Es imposible no recordar, a este respecto, el cuento de la Hija del Molinero, popularizado por los hermanos Grimm, en el que la joven le ofrece su primer hijo a un duende, a cambio de que la ayude a transformar la paja en oro. En todos los casos son la pobreza, el hambre o la desesperación, las que empujan a los protagonistas a sacrificar lo más valioso a cambio de evitar la muerte. No debemos olvidar que, por mucho que pueda herir la sensibilidad moderna, antiguamente la necesidad de sobrevivir superaba al cariño por la descendencia.
De Oceanía, podemos destacar a Hoyoneta, que podía transformarse en un bello mozalbete. En Polinesia la madre de los dragones se llamaba Mo’O’Inanea, y se hablaba de Ala Muki, dragona de los ríos, o de Moko, el rey de los lagartos. Las islas cercanas comparten este tipo de mitología, incluida Australia. Allí prima la idea de fertilidad asociada al agua, y los dragones tienen características maternales.
Por último, me gustaría mencionar los mitos más relevantes de la América precolombina, que muestra claras concordancias con los dragones asiáticos. Quetzalcóatl era el dios creador del cielo y la tierra, y si bien era sabio, también era digno de temer, porque se le realizaban sacrificios de sangre, al igual que a otras deidades de estas regiones; la dragona Itzpapalotl era diosa de la agricultura. El dragón de los mayas, Hurakan, desencadenó un diluvio, enfurecido por los seres humanos. Cabe suponer que ya existiera en la memoria colectiva alguna inundación traumática, y las leyendas bíblicas, inspiradas a su vez en las mesopotámicas, se fusionaron con ellas, pero no es fácil establecer el nivel de influencia.
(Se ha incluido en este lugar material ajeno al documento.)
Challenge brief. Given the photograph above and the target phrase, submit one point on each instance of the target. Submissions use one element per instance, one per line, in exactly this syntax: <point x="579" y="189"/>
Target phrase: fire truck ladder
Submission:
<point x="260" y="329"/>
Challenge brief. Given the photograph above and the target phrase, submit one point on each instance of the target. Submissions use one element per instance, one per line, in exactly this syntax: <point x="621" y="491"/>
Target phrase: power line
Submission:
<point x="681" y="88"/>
En resumen, los dragones y las serpientes míticas de América son creadores, otorgan fertilidad, pero también pueden ser destructores o devoradores de hombres. Una dualidad presente en muchas de las culturas mencionadas anteriormente.

Tras este análisis, a nadie le sorprenderá el hechizo que aún provocan los dragones en la actualidad y su insistente presencia tanto en el cine como en la literatura: El Hobbit, Dragonlance, Juego de Tronos, La Casa del Dragón, Raya y el último Dragón, Cuentos de Terramar, Harry Potter, On Drakon, Dragonheart, Cómo entrenar a tu dragón, Eragon, El Príncipe Dragón… y la lista podría continuar de forma indefinida.
El futuro, no obstante, es incierto. ¿Podría este amor histórico por los dragones convertirse en un problema? La ingeniería genética nos acerca más a los mitos de lo que podríamos suponer. ¿Existirá en el futuro un Parque Jurásico repleto de dragones de carne y hueso?
Aún es pronto para saberlo.
Por el momento, tendremos que conformarnos con las hermosas palabras de Dragonheart:
—Amigo Draco, ¿qué haremos sin ti? ¿Hacia dónde miraremos?
—Hacia las estrellas, Bowen. Hacia las estrellas.